The chairman of major Japanese publisher Kadokawa Corp. was arrested Wednesday for his alleged involvement in a widening sponsorship bribery scandal over the Tokyo Olympics and Paralympics.
Tsuguhiko Kadokawa is suspected by Tokyo prosecutors of giving 69 million yen ($481,000) in bribes to a consulting company led by an acquaintance of Haruyuki Takahashi, a former Tokyo Olympic organizing committee executive, in return for helping the publisher be selected as a sponsor of the Summer Games last year.
The 79-year-old chairman is suspected of colluding with Toshiyuki Yoshihara, 64, a former executive of Kadokawa, and 63-year-old current employee of the publisher, Kyoji Maniwa.

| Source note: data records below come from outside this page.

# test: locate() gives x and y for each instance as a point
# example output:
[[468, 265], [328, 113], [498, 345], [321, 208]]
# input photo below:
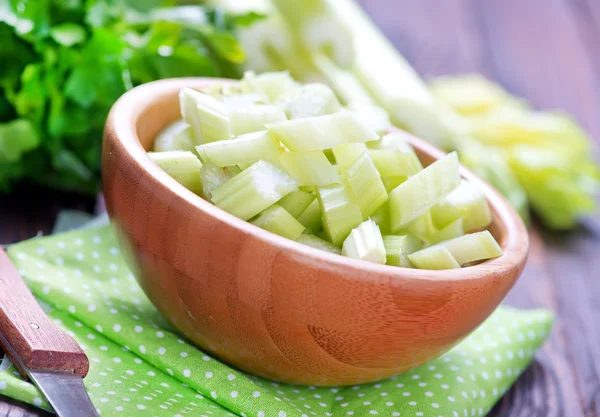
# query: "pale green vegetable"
[[175, 137], [207, 116], [366, 185], [253, 190], [183, 166], [423, 190], [277, 220], [339, 212], [467, 202], [318, 243], [321, 132], [434, 258], [297, 202], [397, 249], [309, 168], [365, 243]]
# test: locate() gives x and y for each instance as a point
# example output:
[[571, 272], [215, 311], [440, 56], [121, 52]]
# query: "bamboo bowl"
[[273, 307]]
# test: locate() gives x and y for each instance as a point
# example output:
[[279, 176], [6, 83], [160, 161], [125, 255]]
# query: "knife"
[[41, 352]]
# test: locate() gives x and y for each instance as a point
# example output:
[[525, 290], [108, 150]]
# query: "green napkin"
[[140, 366]]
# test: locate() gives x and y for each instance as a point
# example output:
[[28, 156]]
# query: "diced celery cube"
[[339, 212], [277, 220], [243, 150], [253, 190], [423, 190], [365, 243]]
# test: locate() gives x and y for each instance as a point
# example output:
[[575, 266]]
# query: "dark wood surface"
[[544, 50]]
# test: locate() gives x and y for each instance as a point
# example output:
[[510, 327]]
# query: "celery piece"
[[183, 166], [322, 132], [340, 214], [275, 85], [365, 182], [277, 220], [318, 243], [175, 137], [472, 247], [243, 150], [207, 117], [309, 168], [311, 100], [468, 202], [297, 202], [365, 243], [248, 118], [434, 258], [397, 249], [450, 231], [423, 190], [347, 154], [253, 190], [391, 163], [213, 176]]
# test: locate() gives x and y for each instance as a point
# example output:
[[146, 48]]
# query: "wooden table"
[[545, 50]]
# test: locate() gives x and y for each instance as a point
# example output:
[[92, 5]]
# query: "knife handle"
[[32, 338]]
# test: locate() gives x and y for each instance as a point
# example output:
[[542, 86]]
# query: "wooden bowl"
[[273, 307]]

The chairman has denied the allegations, according to a source familiar with the situation, while his company said in a statement it will fully cooperate with the authorities on the investigation.
The publisher also apologized for "the trouble and concern caused to everybody involved."
Kadokawa is the second corporate leader to be arrested in the unfolding scandal after Hironori Aoki, former chairman of business suit retailer Aoki Holdings Inc., who has also been charged with bribe-giving over sponsor selection for the games.
Kadokawa, Yoshihara and Maniwa allegedly worked together to deposit funds via nine transactions between September 2019 and January 2021 from a bank account under the publisher's name to the consulting company headed by Kazumasa Fukami, 73.
Fukami and Takahashi, 78, were both former executives of advertising giant Dentsu Inc.
Kadokawa was named an "official supporter" of the Tokyo Games in the books and magazines publishing services sponsorship category in April 2019.
The Tokyo prosecutors' special investigation squad believes the true sum of the transactions is believed be around 76 million yen, deposited over a course of 10 transactions beginning in July 2019.
But the amount dictated in the bribery case was set at 69 million yen due to the statute of limitations on giving a bribe being three years.
Kadokawa told the press last week he was "absolutely not" aware any bribery had taken place, adding he had heard the transactions were for general sports-related consulting fees and that he believed they were unproblematic.
The special investigative team served a fresh arrest warrant on Takahashi, who had a huge influence in the Japanese sporting world, on Sept. 6. It also arrested Fukami, Yoshihara and Maniwa, in addition to searching Kadokawa's home and his firm's headquarters in Tokyo.
The publisher was founded by Kadokawa's father, Genyoshi, in 1945. Its business has since diversified from an independent publishing company into an entertainment conglomerate, expanding into film and online sectors.
Besides the Aoki and Kadokawa cases, the prosecutors are investigating Osaka-based Daiko Advertising Inc., also suspected of paying a large sum of money to Fukami's consulting firm.